Ram Nath Kovind has been elected to be India’s 14th President. His election was a foregone conclusion and there is nothing earth-shattering about his victory. It is an occasion for the BJP and the RSS to rejoice because Kovind started his life as an RSS pracharak. The RSS can certainly be proud of the long way it has covered in over nine decades to have been able to send its man to the Rashtrapati Bhavan. The election has also exposed the fractured unity of the Opposition parties which are dreaming of capturing power in 2019 by defeating the BJP. There has been cross-voting in favour of Kovind on a large-scale – even in Mamata Banerjee’s West Bengal. If this is a portent of the shape of things to come in 2019, the Opposition either put their own house in order or give up the dream defeating the BJP.

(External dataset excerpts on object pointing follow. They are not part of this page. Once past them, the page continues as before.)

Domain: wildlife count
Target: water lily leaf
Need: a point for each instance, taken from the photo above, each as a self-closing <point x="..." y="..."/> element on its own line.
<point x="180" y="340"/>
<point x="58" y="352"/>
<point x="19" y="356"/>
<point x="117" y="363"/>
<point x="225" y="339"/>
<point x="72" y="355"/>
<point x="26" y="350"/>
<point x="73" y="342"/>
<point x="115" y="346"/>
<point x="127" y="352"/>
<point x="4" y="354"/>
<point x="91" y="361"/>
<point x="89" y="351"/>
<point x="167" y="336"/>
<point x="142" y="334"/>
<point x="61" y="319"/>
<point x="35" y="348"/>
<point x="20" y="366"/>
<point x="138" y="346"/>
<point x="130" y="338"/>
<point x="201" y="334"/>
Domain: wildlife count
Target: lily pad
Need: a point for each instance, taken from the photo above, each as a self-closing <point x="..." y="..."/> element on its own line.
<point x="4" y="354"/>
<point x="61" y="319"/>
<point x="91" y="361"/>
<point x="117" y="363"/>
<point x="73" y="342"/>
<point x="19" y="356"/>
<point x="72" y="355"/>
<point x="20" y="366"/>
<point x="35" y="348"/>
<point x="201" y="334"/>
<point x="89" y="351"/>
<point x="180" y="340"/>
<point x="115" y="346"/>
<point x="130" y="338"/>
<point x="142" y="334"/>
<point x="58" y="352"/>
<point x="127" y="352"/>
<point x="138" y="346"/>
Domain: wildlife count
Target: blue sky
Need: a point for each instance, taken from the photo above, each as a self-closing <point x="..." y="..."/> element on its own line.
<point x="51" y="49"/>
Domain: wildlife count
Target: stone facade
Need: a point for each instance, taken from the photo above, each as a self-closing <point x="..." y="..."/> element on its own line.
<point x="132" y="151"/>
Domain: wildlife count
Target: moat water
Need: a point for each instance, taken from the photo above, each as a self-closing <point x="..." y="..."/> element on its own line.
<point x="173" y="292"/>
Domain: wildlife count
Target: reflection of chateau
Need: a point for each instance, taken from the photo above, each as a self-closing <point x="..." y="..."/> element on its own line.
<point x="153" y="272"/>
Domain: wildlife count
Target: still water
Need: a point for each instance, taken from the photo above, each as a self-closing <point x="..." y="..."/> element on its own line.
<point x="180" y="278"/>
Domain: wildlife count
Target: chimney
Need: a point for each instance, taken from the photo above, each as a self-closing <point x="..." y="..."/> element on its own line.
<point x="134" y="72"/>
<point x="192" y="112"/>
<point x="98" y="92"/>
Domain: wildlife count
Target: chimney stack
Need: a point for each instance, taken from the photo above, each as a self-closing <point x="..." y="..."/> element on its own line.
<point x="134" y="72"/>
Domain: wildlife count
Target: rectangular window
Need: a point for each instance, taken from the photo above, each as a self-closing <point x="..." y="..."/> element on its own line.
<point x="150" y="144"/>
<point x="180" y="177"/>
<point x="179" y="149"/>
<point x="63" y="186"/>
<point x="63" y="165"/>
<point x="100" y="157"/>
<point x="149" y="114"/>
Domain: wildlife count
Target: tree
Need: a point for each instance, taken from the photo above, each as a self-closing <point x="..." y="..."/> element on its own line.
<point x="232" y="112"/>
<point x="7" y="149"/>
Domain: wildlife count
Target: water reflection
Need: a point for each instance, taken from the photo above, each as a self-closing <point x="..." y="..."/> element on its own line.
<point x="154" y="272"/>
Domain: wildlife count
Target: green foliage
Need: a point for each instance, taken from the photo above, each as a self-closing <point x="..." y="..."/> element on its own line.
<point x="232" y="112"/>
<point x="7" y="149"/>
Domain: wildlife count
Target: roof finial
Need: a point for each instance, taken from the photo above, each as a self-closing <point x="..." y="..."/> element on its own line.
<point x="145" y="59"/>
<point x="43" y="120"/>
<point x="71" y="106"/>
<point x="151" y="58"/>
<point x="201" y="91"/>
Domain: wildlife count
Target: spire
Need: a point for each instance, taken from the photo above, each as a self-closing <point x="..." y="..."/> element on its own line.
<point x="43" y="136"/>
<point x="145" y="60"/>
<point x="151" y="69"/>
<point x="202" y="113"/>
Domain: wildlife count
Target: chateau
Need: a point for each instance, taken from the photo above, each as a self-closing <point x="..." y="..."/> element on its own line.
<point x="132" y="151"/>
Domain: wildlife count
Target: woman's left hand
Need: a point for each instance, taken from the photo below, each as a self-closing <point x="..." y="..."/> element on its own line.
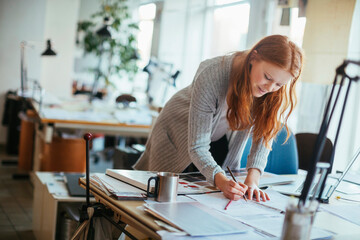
<point x="255" y="192"/>
<point x="252" y="181"/>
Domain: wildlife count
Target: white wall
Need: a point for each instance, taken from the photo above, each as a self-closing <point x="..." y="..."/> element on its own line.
<point x="60" y="25"/>
<point x="35" y="21"/>
<point x="19" y="20"/>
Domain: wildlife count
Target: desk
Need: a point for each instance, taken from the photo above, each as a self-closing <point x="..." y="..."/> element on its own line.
<point x="128" y="212"/>
<point x="106" y="120"/>
<point x="46" y="204"/>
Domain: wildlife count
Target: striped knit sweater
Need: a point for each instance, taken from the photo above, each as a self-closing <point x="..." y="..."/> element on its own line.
<point x="182" y="132"/>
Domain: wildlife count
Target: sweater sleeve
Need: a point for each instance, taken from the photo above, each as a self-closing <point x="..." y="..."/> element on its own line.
<point x="202" y="110"/>
<point x="258" y="156"/>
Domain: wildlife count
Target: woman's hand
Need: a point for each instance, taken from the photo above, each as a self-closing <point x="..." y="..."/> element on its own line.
<point x="252" y="181"/>
<point x="230" y="189"/>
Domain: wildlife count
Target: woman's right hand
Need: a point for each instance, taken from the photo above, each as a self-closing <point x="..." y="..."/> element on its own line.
<point x="230" y="189"/>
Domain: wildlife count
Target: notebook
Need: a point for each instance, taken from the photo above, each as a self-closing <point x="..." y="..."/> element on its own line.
<point x="331" y="184"/>
<point x="72" y="184"/>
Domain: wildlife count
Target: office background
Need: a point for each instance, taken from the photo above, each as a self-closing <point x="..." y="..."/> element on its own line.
<point x="185" y="32"/>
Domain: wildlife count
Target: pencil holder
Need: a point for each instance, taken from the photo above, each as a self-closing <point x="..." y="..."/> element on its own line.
<point x="298" y="222"/>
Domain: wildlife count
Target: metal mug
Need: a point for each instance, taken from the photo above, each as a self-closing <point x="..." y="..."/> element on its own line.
<point x="166" y="187"/>
<point x="298" y="223"/>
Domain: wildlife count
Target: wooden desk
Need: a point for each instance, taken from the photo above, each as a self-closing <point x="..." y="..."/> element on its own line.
<point x="110" y="124"/>
<point x="129" y="212"/>
<point x="46" y="204"/>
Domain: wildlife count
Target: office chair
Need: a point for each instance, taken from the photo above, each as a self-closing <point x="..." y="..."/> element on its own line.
<point x="283" y="159"/>
<point x="305" y="145"/>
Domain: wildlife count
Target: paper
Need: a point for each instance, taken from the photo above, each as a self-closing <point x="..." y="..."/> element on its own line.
<point x="350" y="212"/>
<point x="116" y="188"/>
<point x="218" y="201"/>
<point x="265" y="217"/>
<point x="249" y="235"/>
<point x="196" y="219"/>
<point x="267" y="179"/>
<point x="188" y="183"/>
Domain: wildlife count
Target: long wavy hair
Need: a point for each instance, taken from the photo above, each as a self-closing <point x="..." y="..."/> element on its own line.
<point x="268" y="113"/>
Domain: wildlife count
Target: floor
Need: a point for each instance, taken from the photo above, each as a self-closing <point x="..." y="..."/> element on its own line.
<point x="16" y="197"/>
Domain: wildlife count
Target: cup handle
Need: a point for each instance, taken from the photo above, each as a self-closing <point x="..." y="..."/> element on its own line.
<point x="148" y="193"/>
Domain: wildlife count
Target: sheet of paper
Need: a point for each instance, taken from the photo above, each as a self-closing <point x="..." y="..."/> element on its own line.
<point x="240" y="207"/>
<point x="350" y="212"/>
<point x="261" y="216"/>
<point x="196" y="219"/>
<point x="249" y="235"/>
<point x="273" y="225"/>
<point x="267" y="179"/>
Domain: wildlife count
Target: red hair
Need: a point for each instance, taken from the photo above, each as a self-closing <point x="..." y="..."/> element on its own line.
<point x="265" y="114"/>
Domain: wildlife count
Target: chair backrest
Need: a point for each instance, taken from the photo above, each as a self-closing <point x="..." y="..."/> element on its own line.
<point x="283" y="159"/>
<point x="305" y="145"/>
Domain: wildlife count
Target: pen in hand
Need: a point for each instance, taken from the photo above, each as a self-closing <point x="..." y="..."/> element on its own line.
<point x="233" y="177"/>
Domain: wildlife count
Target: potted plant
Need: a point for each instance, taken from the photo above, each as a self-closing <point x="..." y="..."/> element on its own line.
<point x="114" y="43"/>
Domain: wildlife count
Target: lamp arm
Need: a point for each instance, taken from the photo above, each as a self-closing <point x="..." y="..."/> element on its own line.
<point x="337" y="136"/>
<point x="320" y="140"/>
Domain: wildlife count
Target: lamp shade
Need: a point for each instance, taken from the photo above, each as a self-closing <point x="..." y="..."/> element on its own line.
<point x="48" y="51"/>
<point x="104" y="32"/>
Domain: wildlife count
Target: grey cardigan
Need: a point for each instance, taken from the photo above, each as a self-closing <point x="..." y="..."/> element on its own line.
<point x="183" y="130"/>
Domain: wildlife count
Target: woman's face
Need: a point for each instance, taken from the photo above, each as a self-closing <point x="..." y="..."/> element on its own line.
<point x="266" y="77"/>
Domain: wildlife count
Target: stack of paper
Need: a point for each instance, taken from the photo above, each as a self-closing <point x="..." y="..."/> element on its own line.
<point x="115" y="188"/>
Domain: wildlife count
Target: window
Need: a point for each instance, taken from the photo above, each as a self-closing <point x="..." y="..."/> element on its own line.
<point x="147" y="15"/>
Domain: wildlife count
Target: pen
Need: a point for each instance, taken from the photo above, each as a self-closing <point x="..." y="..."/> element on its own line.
<point x="232" y="175"/>
<point x="227" y="204"/>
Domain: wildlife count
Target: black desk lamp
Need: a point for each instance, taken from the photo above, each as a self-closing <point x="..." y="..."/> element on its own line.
<point x="23" y="67"/>
<point x="99" y="209"/>
<point x="320" y="141"/>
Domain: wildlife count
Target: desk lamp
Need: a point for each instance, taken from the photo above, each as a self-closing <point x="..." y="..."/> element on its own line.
<point x="99" y="209"/>
<point x="320" y="140"/>
<point x="23" y="67"/>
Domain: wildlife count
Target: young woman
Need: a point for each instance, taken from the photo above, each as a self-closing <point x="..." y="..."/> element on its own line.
<point x="230" y="98"/>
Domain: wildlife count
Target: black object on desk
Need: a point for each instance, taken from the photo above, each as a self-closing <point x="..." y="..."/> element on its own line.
<point x="328" y="114"/>
<point x="72" y="184"/>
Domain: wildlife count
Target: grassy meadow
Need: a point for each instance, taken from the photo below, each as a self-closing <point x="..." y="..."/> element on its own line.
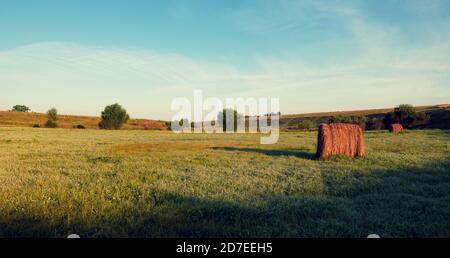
<point x="131" y="183"/>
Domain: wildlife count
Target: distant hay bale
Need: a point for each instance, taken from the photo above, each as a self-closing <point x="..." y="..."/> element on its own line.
<point x="340" y="139"/>
<point x="395" y="128"/>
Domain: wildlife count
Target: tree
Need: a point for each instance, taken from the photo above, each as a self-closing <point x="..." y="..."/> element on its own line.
<point x="20" y="108"/>
<point x="52" y="117"/>
<point x="306" y="124"/>
<point x="405" y="115"/>
<point x="113" y="117"/>
<point x="226" y="123"/>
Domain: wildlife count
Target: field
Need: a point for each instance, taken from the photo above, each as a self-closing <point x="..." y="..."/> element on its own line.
<point x="131" y="183"/>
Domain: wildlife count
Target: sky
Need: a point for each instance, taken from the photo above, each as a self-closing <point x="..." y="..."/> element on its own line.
<point x="79" y="56"/>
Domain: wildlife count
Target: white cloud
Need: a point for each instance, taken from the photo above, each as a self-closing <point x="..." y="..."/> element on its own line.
<point x="80" y="79"/>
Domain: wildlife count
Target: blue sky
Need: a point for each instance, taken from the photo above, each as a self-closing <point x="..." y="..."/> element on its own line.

The Congress which made much of the ‘ideological’ battle it was supposed to be fighting against communal politics by setting up Meira Kumar against Kovind will have to lick its wounds now. It has to explain to its members and supporters why Gujarat saw cross-voting to such a big extent in favour of Kovind. Pursuit of political power has nothing to do with any ‘ideology’. Cobbling together of a number of disparate political formations for power capturing cannot be passed off as a fight for any principle or ideology. The electorate is mature enough to see through the game. Unless the Opposition parties are able to arrive at an ideological and programmatic unity in the next few months – a unity which will carry conviction with the people – they will meet with a worse fate in 2019 than they did in 2014.
In a sense the Opposition should consider itself lucky that its candidate has lost. Article 74 of the Constitution, as amended by Indira Gandhi in 1976, made the President a rubber stamp of the Union Cabinet.  The amended Art 74 read that the President shall act according to the advice tendered to him by the Union Council of Ministers. If Meira Kumar had won, she would have found herself in the unenviable position of having to endorse every decision of the Modi government. She has escaped that humiliation. The result will be no different in the vice-presidential election, too. The Mahatma’s grandson may, after the result is out, have second thoughts whether the battle he was persuaded to fight was worth the candle. The battle is, however, far from over. The farmers, the dalits, the minorities, the jobless are fighting a common battle for creating an equitable society. It is for the Opposition parties to decide whether to join or keep away from this fight.